Making adjustments is nothing new for Soloman Wallace, a sophomore Raven Football player. But one adjustment has been easy—the transition to life as a Benedictine College Raven.
“My grandparents are so proud,” said Soloman. “They worked so hard for me and my sisters, and I’m going to pay them back in the way I earn everything I have. My Benedictine College scholarship saved my life. Without it, I don’t know where I’d be today.”
This past summer, Soloman, as well as Benedictine College Graduate Assistant, Tyler Shepard ’19, worked with Dr. Jacqueline and Rev. Eugene Rivers and the Seymour Institute in Boston.
The opportunity was made possible by a generous ongoing gift from Ray Fritz ’67.

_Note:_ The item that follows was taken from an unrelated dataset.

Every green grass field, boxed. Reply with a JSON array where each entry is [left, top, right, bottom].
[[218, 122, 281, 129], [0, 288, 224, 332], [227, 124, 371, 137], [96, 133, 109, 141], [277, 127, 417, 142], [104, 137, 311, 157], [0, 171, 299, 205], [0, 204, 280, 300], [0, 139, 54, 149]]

Benedictine College has partnered with the Seymour Institute at Harvard University for the past three years.
Soloman and Tyler taught high school students in the W.E.B. DuBois Nubian Junior Research Fellowship. The object of the program is to teach African American students about the ancient African kingdom of Nubia, all the while encouraging the gaining of knowledge during life’s journey.
“My goal is to teach them that working hard now pays off at the end,” said Solomon.
He should know. When he was just five years old, Soloman and his younger twin sisters were forced to adjust to life without their mother, who passed away in an automobile accident. As a sophomore, he adjusted to life as a transfer student at Lutheran North High School in St. Louis, made possible by the sacrifices of the grandparents who raised him and his sisters and worked overtime to get him out of the public school system.
His own hard work in the classroom and on the gridiron led Solomon to his scholarship opportunity at Benedictine College, where he follows in the footsteps of his cousin, Larry Minner ’88, who also played football for the Ravens.
In addition to his football commitment, Soloman is a dedicated student worker in the Advancement Office and served diligently at the 49th Annual Scholarship Ball. He is also an active member of the Black Student Union. A finance major, Soloman plans to work in real estate or investment banking, or “wherever God calls me.”
Generous alumni and friends have made the Benedictine experience available for so many young Ravens like Soloman, who could not possibly be more grateful for what they have at Benedictine.